In early December, the Ministry of Internal Affairs of Azerbaijan sent a letter to the Ministry of Digital Development and Transport (RINN) requesting the blocking of Kanal-13, claiming that it disseminates “false information discrediting officials of various state bodies.” On December 11, a court in Baku granted RINN's request to block access to the Kanal-13 online television platform.

On December 19, new charges were brought against Orujov under Article 206.3.2 of the Criminal Code of Azerbaijan (smuggling committed by a group of persons by prior agreement). Orujov declared his innocence. According to his lawyer, the case concerns “a small sum of money that Orujov’s brother, Anar Orujov, sent him from Europe through an acquaintance.” Anar Orujov, a co-founder of Kanal-13, is in political exile in Germany.

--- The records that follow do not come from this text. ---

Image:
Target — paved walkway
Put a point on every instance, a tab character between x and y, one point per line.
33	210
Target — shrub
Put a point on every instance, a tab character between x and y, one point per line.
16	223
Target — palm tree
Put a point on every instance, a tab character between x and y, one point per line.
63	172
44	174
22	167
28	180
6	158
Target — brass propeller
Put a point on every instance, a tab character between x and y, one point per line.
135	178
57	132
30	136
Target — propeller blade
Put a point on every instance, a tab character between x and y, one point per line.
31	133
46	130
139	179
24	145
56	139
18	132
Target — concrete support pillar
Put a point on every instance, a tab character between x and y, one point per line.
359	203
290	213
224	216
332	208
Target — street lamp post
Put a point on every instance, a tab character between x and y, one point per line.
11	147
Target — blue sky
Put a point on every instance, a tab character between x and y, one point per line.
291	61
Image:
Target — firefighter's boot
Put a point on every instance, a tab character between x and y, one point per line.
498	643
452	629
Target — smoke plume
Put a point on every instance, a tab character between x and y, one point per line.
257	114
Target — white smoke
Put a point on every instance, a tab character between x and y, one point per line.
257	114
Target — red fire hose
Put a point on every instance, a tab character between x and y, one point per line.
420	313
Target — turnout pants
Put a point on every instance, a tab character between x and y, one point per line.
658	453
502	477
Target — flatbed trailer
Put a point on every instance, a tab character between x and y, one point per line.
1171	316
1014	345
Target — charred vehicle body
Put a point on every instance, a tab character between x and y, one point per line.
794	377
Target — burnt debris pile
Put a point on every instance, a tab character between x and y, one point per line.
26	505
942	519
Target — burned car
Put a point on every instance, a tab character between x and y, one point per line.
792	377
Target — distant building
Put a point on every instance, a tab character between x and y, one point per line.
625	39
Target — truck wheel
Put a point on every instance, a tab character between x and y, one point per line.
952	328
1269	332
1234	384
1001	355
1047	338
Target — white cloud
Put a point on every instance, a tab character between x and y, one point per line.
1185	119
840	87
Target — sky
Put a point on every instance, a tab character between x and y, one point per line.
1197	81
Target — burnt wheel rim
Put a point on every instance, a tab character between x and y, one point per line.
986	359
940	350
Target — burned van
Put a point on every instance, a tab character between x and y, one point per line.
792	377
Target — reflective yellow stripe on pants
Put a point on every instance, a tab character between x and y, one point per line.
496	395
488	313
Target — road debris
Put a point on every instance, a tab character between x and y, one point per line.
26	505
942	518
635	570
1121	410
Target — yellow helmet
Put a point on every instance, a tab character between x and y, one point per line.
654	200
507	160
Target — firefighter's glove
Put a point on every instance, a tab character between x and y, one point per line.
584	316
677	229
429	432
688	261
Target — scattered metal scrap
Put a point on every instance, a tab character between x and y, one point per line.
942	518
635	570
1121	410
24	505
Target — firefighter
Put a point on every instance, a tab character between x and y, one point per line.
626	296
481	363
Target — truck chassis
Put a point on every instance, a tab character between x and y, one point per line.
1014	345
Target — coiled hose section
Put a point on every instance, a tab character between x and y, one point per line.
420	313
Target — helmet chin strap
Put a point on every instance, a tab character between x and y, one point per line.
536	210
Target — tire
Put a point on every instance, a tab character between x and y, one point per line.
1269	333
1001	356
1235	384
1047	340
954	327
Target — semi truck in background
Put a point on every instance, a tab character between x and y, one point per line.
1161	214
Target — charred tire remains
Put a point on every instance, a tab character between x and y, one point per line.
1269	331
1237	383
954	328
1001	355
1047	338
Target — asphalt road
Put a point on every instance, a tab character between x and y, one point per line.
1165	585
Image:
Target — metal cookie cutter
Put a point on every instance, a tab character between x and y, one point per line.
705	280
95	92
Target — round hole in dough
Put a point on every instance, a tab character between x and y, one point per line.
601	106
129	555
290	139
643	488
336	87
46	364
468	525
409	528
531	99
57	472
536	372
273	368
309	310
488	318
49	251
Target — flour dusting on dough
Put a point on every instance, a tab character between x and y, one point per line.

On December 27, a Baku court also ordered the pre-trial detention of freelance journalist and Kanal-13 contributor Shamo Eminov for three months. He had been detained on December 22 following a search of his home, during which law enforcement officers also seized his laptop. For several days, his family was not informed of his whereabouts. Rufat Safarov, director of the NGO “Defense Line,” reported that Eminov was subjected to threats and pressure during interrogations and was not provided with a lawyer. Like Aziz Orujov, Shamo Eminov was charged with smuggling foreign currency by prior agreement (Article 206.3.2 of the Criminal Code of Azerbaijan). On January 8, 2024, the Committee to Protect Journalists (CPJ) issued a statement regarding the cases of Aziz Orujov and Shamo Eminov.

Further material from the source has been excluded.